Acute effects and long-term outcome of pulmonary vein isolation in combination with electrogram-guided substrate ablation for persistent atrial fibrillation.

作者信息

Estner Heidi L, Hessling Gabriele, Ndrepepa Gjin, Luik Armin, Schmitt Claus, Konietzko Agathe, Ucer Ekrem, Wu JinJin, Kolb Christof, Pflaumer Andreas, Zrenner Bernhard, Deisenhofer Isabel

机构信息

Deutsches Herzzentrum München and 1. Medizinische Klinik, Klinikum rechts der Isar, Technische Universität München, Munich, Germany.

出版信息

Am J Cardiol. 2008 Feb 1;101(3):332-7. doi: 10.1016/j.amjcard.2007.08.053. Epub 2007 Dec 20.

Abstract

Complex fractionated atrial electrographic (CFAE) catheter ablation is a new approach for the treatment of atrial fibrillation (AF). It is unclear if acute results of this approach correspond to long-term outcome.
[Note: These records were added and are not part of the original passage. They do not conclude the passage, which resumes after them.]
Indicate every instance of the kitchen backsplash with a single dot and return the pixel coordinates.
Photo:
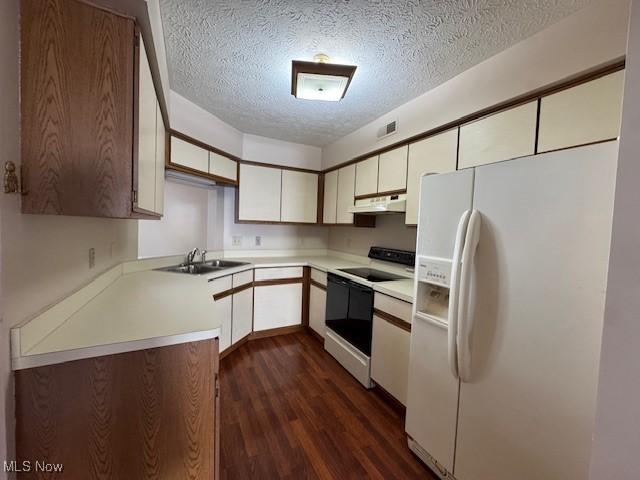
(390, 232)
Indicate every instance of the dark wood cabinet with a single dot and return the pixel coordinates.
(144, 414)
(78, 77)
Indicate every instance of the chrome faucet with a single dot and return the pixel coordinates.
(192, 254)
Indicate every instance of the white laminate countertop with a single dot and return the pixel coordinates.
(133, 307)
(137, 311)
(400, 289)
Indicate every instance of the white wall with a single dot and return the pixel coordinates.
(188, 118)
(269, 150)
(593, 36)
(390, 232)
(43, 257)
(616, 448)
(183, 226)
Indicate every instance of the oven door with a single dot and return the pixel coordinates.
(349, 311)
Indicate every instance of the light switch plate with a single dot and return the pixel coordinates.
(92, 257)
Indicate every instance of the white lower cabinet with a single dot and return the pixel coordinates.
(276, 306)
(242, 314)
(223, 309)
(390, 357)
(317, 307)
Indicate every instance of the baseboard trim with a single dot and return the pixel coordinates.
(315, 335)
(235, 346)
(273, 332)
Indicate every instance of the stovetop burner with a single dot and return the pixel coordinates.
(371, 274)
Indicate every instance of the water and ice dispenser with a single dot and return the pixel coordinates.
(434, 276)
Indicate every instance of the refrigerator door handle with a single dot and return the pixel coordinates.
(454, 293)
(465, 320)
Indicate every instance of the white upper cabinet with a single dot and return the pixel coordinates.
(392, 172)
(435, 154)
(160, 160)
(502, 136)
(189, 155)
(346, 191)
(367, 176)
(221, 166)
(587, 113)
(330, 197)
(299, 197)
(147, 112)
(259, 195)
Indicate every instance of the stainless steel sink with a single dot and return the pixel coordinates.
(202, 268)
(224, 263)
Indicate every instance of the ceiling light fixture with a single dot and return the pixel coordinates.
(320, 80)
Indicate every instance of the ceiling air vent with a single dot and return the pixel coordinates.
(388, 129)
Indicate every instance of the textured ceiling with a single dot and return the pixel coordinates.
(233, 58)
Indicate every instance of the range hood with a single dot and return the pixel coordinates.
(380, 205)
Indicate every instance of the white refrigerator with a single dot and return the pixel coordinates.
(511, 273)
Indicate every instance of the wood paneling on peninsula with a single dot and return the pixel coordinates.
(146, 414)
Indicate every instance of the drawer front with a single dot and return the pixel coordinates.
(220, 285)
(319, 276)
(277, 272)
(393, 306)
(242, 278)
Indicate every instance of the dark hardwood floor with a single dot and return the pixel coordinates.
(290, 411)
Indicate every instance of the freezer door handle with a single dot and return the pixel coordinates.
(465, 319)
(454, 293)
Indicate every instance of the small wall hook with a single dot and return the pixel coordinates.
(11, 182)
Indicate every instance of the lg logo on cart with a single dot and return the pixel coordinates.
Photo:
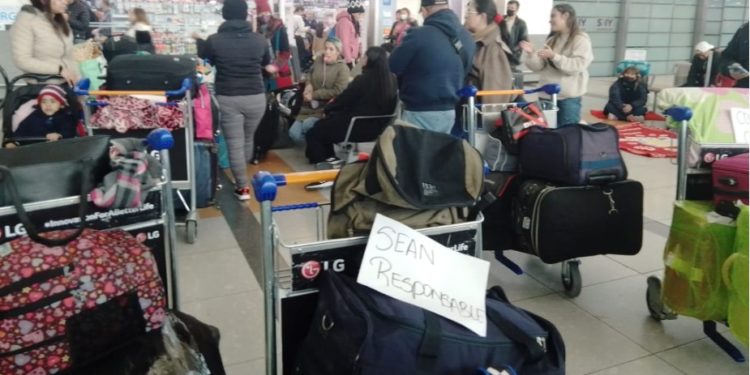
(9, 232)
(311, 269)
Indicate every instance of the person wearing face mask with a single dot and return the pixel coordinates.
(401, 26)
(42, 41)
(327, 79)
(491, 69)
(564, 59)
(513, 30)
(627, 97)
(348, 24)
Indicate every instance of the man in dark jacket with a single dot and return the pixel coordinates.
(79, 17)
(431, 64)
(627, 97)
(734, 58)
(240, 56)
(513, 30)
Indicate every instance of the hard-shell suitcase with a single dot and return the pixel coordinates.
(561, 223)
(150, 72)
(730, 179)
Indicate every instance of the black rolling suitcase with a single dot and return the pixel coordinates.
(150, 72)
(561, 223)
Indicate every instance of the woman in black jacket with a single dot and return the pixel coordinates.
(373, 93)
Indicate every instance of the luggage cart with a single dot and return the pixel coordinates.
(656, 307)
(149, 222)
(291, 294)
(188, 141)
(570, 274)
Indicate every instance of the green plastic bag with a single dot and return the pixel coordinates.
(699, 243)
(93, 70)
(735, 273)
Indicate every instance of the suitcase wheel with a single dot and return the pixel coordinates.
(571, 278)
(653, 300)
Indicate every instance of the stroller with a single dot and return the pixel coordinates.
(16, 97)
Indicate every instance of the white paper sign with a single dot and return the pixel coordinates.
(411, 267)
(741, 125)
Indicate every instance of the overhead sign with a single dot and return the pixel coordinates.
(409, 266)
(607, 24)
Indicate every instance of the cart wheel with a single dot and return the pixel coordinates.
(571, 278)
(191, 231)
(653, 300)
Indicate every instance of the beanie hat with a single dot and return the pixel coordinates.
(428, 3)
(234, 10)
(262, 6)
(355, 6)
(704, 47)
(55, 92)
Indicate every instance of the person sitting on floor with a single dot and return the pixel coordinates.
(49, 119)
(327, 79)
(627, 97)
(373, 93)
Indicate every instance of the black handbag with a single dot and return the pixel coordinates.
(52, 170)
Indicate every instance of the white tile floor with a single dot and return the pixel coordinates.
(607, 329)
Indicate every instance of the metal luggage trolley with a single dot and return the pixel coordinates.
(570, 274)
(147, 222)
(186, 141)
(291, 294)
(656, 306)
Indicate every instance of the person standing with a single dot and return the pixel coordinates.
(348, 25)
(79, 18)
(42, 41)
(432, 64)
(564, 59)
(514, 30)
(491, 69)
(734, 59)
(240, 56)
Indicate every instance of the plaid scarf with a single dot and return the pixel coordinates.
(134, 172)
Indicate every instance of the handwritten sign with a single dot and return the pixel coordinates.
(406, 265)
(741, 125)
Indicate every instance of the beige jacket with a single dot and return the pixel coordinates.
(326, 81)
(569, 67)
(491, 69)
(36, 46)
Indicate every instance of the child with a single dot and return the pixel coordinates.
(50, 118)
(627, 97)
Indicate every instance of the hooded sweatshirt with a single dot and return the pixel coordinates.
(37, 48)
(346, 32)
(569, 67)
(239, 56)
(430, 70)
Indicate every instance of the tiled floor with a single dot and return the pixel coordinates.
(607, 329)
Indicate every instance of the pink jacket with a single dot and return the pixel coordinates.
(348, 35)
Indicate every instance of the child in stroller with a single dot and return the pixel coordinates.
(47, 118)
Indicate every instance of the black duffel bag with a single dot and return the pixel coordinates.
(150, 72)
(50, 170)
(357, 330)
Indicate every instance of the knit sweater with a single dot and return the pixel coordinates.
(569, 67)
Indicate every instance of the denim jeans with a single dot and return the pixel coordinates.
(298, 130)
(438, 121)
(569, 111)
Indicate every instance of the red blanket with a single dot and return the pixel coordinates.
(647, 141)
(650, 116)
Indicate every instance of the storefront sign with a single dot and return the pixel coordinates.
(409, 266)
(597, 23)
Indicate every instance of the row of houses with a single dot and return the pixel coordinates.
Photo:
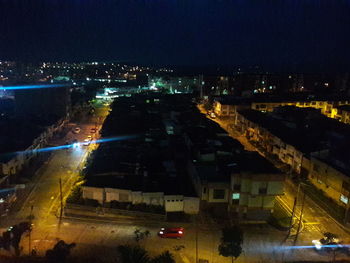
(331, 107)
(149, 169)
(312, 145)
(182, 161)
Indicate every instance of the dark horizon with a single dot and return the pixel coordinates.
(278, 36)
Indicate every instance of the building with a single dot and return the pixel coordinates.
(46, 104)
(228, 106)
(149, 169)
(342, 113)
(255, 183)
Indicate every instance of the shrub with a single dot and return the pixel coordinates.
(91, 202)
(76, 196)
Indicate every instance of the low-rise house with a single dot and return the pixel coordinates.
(255, 183)
(342, 113)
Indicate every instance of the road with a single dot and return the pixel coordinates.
(315, 220)
(43, 202)
(98, 238)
The purpose of this study was to prospectively assess acute and long-term successes of an ablation approach combining pulmonary vein isolation (PVI) and ablation of CFAE areas for treatment of persistent AF. PVI and ablation of CFAE areas were performed in 35 patients with persistent AF (30 men, 57+/-9 years of age). At the end of the ablation procedure AF had terminated in 23 of 35 patients (66%) by conversion to sinus rhythm (8 of 23 patients, 35%) or organization to atrial tachycardia (15 of 23 patients, 65%). AF persisted in 12 of 35 patients (34%). At the end of the follow-up period (19+/-12 months), sinus rhythm was present in 26 of 35 patients (74%), including 9 patients with a repeat procedure. This group of 26 patients consisted of 7 of 8 patients (88%) with acute sinus rhythm after the first ablation, 11 of 15 patients (73%) with organization, and 8 of 12 patients (66%) with ongoing AF (p=0.32). In conclusion, a combined approach of PVI and CFAE ablation in persistent AF leads to acute AF termination in 66% and long-term maintenance of sinus rhythm in 74% of cases. However, long-term outcome was not predictable by acute results of the ablation procedure.

摘要

复杂碎裂心房电图(CFAE)导管消融术是一种治疗心房颤动(AF)的新方法。目前尚不清楚该方法的急性效果是否与长期疗效相符。本研究的目的是前瞻性评估一种联合肺静脉隔离(PVI)和CFAE区域消融治疗持续性AF的消融方法的急性和长期成功率。对35例持续性AF患者(30例男性,年龄57±9岁)进行了PVI和CFAE区域消融。消融术后,35例患者中有23例(66%)房颤终止,其中转为窦性心律8例(35%),转为房性心动过速15例(65%)。35例患者中有12例(34%)房颤持续存在。随访期末(19±12个月),35例患者中有26例(74%)恢复窦性心律,其中9例患者接受了再次手术。这26例患者包括首次消融后急性转为窦性心律的8例患者中的7例(88%)、转为房性心动过速的15例患者中的11例(73%)以及房颤持续存在的12例患者中的8例(66%)(p = 0.32)。总之,PVI和CFAE消融联合治疗持续性AF可使66%的患者急性房颤终止,74%的患者长期维持窦性心律。然而,消融手术的急性结果无法预测长期疗效。